The RFU has defended its £50m investment into community artificial pitches after the report also revealed an injury spike on synthetic surfaces among elite players. The RFU announced its four-year commitment to develop 100 pitches nationwide in 2015 and unveiled the first three last January but Monday’s findings have prompted further analysis of artificial pitches to be commissioned as part of the report’s eight-point plan.
Saracens, Worcester and Newcastle all have artificial pitches and the report showed for the first time that the number of injuries, and their severity, was significantly higher on artificial turf than on natural grass. “I think you’ve got to separate the [elite game and community game]. These things are totally different games,” the RFU’s director of professional rugby, Nigel Melville, said. “In the professional game, we’re doing one piece of analysis and in the community game, we’re doing another in similar guises to this.”

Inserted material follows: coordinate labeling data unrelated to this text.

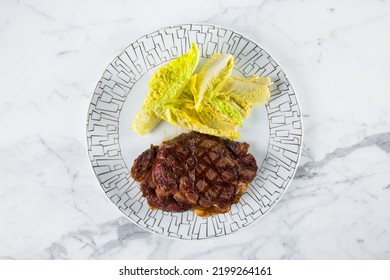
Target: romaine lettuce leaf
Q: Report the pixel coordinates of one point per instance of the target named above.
(211, 78)
(165, 85)
(227, 109)
(253, 90)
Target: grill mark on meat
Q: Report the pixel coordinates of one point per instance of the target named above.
(196, 172)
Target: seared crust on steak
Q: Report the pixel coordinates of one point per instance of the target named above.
(195, 171)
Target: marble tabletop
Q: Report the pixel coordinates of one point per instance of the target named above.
(337, 55)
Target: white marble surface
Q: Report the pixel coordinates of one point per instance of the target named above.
(336, 53)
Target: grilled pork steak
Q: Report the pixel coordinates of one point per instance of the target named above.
(195, 171)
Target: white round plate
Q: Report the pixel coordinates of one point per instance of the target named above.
(274, 131)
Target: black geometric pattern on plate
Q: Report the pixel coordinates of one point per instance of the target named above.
(275, 172)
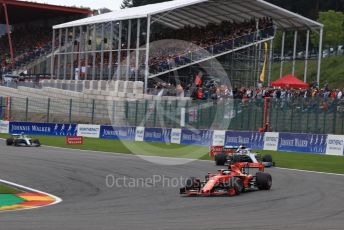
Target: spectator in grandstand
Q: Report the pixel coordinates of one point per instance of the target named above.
(213, 38)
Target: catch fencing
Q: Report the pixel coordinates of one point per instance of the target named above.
(299, 115)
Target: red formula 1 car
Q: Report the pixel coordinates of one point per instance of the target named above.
(236, 179)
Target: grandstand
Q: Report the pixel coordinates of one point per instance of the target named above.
(27, 45)
(118, 45)
(116, 65)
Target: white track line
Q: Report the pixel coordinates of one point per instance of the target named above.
(57, 199)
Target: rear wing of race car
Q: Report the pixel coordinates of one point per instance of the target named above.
(216, 149)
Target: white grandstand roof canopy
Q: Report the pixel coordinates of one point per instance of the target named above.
(180, 13)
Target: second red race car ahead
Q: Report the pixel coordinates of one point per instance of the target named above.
(236, 179)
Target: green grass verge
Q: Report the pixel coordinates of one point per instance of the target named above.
(4, 189)
(322, 163)
(332, 70)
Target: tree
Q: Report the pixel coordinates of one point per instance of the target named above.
(333, 28)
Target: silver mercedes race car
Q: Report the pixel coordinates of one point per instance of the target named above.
(22, 140)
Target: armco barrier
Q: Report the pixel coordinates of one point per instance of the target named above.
(292, 142)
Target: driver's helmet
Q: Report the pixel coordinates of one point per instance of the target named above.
(240, 149)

For the 2016-17 Premiership season, there was an average of 3.8 injuries per match. The report also showed that 47% of all match injuries are associated with the tackle, with an almost equal split between tackler and the ball carrier. Concussion accounted for 43% of injuries to the tackler and 19% to the ball carrier. With such a high proportion of injuries suffered during training however, it raises questions over how well club and country are managing players’ workloads.
“Looking at the data this year, we felt like we needed to take some proactive action,” said Premiership’s rugby director, Phil Winstanley. “We know that the injury risk changes if you play less than 15 and more than 35 matches. The vast, vast majority of our players fall within those parameters which would suggest that the load is not impacting on the injury risk.”